Optimising location filters for candidate curation
I was responsible for end-to-end design in a mission to help ops team members work more efficiently.
Context
OfferZen provides companies with a curated marketplace where they can find quality software developers. After onboarding candidate profiles go through a manual curation process. As OfferZen expanded into new supply markets, curation tooling needed to be updated to enable Marketplace Specialists to curate more efficiently.
The location filter highlighted in the curation tool
Problem
A critical function of the curation tool is to filter candidates by location. The filter didn't serve Marketplace Specialists well anymore and in the rapidly expanding marketplace they were at risk of being overwhelmed. I invited the Product Manager and Engineering Manager on my team along to chat with Dina and Reece, our Marketplace Specialists. Here is what we found:
Some candidates from unsupported locations need to be rejected manually
Although there are auto-reject rules in place, they aren't foolproof. The result is some pain in the curation process.
Current location filters don't support new location based curation heuristics
European candidates are all grouped together in the EU bucket. Candidates from different European countries require different curation heuristics.
Candidates are sometimes sent to the wrong location "bucket"
Some UK candidates are landing in the “No region” bucket, causing friction in the curation process.
Technical requirements
The old region polygon data model is being replaced with a new comprehensive location data model. All components in the product that use location data need to be updated to accommodate the new model.
Gaps in the region polygon is what was causing some UK candidates to be sent to the “No region” bucket.
The location filter highlighted in the curation tool
Business needs
OfferZen wants to provide candidates with a zen job search experience. Quick and efficient curation enables the business to deliver this brand promise.
Candidates on OfferZen are released in batches. If candidates aren’t curated on time they are at risk of missing the batch which degrades their experience and increases the likelihood that they’ll focus their job search efforts outside of OfferZen.
Goal
Enable more efficient candidate curation and prepare the location filter to use a new comprehensive location data model.
Success metrics
Current efficiency is maintained: all candidates in the curation tool are curated before 12PM every day.

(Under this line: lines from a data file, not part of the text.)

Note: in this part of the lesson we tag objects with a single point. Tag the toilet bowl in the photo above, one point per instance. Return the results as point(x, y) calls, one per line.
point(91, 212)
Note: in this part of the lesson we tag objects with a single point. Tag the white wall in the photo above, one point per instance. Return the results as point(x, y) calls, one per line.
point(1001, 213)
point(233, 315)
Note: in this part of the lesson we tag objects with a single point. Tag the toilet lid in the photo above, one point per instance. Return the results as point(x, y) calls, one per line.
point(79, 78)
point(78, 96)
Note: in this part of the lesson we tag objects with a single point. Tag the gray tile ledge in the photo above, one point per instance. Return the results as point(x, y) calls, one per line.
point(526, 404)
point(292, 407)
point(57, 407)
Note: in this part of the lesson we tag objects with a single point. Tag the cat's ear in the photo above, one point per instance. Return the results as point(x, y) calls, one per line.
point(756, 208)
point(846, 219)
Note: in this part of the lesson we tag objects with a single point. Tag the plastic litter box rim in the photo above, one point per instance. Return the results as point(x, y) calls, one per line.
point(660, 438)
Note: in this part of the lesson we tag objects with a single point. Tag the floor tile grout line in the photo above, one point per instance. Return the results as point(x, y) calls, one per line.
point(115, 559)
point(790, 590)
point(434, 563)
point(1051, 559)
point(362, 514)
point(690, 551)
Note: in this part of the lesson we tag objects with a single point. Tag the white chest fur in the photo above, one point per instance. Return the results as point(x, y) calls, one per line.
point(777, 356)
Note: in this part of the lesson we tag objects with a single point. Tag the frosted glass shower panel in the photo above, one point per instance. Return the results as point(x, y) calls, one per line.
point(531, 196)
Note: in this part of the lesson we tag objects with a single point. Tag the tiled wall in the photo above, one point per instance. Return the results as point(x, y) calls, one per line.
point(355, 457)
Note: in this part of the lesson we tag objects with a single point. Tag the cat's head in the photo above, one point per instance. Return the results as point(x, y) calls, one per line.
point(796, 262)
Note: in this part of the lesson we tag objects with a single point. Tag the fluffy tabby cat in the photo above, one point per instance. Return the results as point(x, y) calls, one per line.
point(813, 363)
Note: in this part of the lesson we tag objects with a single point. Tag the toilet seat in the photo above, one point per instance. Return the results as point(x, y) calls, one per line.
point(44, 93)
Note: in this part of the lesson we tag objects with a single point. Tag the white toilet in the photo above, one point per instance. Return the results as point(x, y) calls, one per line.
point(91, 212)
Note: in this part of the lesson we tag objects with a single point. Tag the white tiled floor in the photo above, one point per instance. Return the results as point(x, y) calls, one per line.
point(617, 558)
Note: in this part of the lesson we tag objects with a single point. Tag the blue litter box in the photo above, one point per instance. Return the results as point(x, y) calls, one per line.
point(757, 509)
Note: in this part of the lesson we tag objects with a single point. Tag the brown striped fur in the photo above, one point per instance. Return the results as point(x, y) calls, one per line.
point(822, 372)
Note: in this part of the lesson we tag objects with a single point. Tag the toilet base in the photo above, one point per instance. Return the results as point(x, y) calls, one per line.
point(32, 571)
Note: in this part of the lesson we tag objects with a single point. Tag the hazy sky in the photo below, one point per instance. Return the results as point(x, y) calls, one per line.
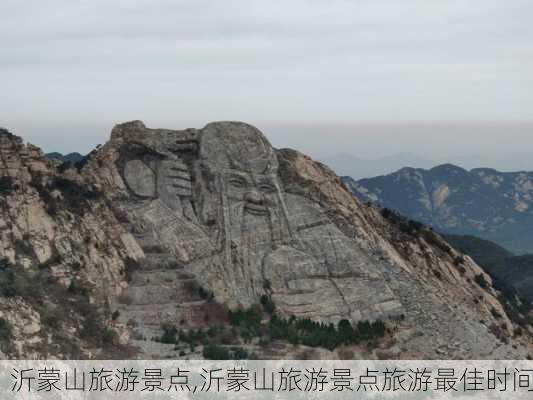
point(369, 77)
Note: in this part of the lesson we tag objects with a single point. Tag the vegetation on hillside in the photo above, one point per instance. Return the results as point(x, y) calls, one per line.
point(260, 325)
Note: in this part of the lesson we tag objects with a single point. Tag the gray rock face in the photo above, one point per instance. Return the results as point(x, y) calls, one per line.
point(182, 215)
point(220, 208)
point(214, 200)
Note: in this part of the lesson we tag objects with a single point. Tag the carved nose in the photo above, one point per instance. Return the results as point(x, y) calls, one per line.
point(254, 197)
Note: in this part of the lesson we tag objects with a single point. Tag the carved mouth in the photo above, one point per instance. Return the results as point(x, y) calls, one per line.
point(255, 209)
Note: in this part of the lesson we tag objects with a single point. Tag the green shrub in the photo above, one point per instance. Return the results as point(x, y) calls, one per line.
point(481, 281)
point(268, 304)
point(6, 332)
point(7, 185)
point(169, 334)
point(214, 352)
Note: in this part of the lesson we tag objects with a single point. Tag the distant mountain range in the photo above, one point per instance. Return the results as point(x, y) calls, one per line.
point(72, 157)
point(493, 205)
point(510, 271)
point(357, 168)
point(360, 167)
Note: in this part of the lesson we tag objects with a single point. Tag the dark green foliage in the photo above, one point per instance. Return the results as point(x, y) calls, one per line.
point(215, 352)
point(169, 334)
point(5, 330)
point(436, 241)
point(315, 334)
point(268, 304)
point(14, 281)
point(248, 321)
point(481, 281)
point(205, 294)
point(511, 275)
point(495, 313)
point(406, 225)
point(7, 185)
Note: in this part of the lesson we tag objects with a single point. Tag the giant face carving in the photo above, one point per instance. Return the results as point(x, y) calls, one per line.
point(244, 167)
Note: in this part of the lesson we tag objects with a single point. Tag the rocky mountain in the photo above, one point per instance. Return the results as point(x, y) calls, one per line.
point(181, 243)
point(510, 271)
point(70, 157)
point(496, 206)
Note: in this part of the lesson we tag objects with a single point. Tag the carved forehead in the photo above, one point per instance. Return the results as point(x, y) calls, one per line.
point(238, 146)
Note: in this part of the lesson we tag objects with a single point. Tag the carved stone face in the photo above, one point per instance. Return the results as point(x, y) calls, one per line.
point(245, 168)
point(257, 193)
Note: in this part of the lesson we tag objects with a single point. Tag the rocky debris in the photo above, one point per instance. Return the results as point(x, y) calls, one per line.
point(178, 226)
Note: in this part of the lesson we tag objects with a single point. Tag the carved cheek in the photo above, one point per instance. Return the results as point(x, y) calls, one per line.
point(140, 178)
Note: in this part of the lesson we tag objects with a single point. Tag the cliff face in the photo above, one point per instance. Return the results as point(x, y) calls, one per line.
point(493, 205)
point(171, 227)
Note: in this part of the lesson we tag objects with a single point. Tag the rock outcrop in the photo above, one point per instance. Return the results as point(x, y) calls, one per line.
point(189, 223)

Marketplace Specialists are able to reach a flow state while curating.
User research
Dina and Reece are curation experts. Collaborating with them in the design process was vital to creating location filters that would meet their needs.
Card sorting exercise
I asked Dina and Reece to arrange countries they would curate together in groups. To support faster sorting, sticky notes were colour coded according to the primary regions as generally defined at OfferZen.
The card sorting exercise Miro board
Findings
The completed card sorting exercise
Wireframes
The insights I gathered in the card sorting exercise allowed me to iterate on wireframes quickly. I selected the version that would best meet their needs for testing.
Version 1
✅ Dina and Reece would be able to filter countries by group or select individual countries to experiment with heuristics.
❌ Including all experimental countries as individual options adds a lot of noise.
Consider: Dina and Reece need to select experimental countries individually sometimes, but it would not be their primary workflow.
❌ Technical limitation: OfferZen uses a custom component library and at this time it did not include a searchable multi-select dropdown component.
Version 2
✅ The filters Dina and Reece need most often are separated visually so that they are easy to find and select.
✅ All countries in “Middle Earth” are available to select below the divider line, enabling quick experimentation with little dependency on Product.
✅ Unsupported locations are included as a group to catch candidates that fall through the cracks in the auto-reject rules.
✅ The majority of candidates in curation are based in the South Africa. Keeping it as an individual option would ease distribution of work between Dina and Reece.
User testing
I created a prototype of my suggested filter configuration and tested it with Dina and Reece in separate online sessions.
Assumptions
Displaying primary filter groups above the divider line will reduce noise. Dina and Reece should find the groups they need easily.
Dina and Reece will understand that individual countries below the diver line can be selected in combination with country groups.
Trying to search for a country in a list will be a natural response when opening the filter.
Figma prototype created for user testing
Findings
Solution
The final location filter
Results
Future improvements
What I learned
The best way to create a valuable, effective solution is to include your users in the discovery and design process. Dina and Reece are the experts in their domain, by collaborating with them I was able to design a solution that truly met their needs.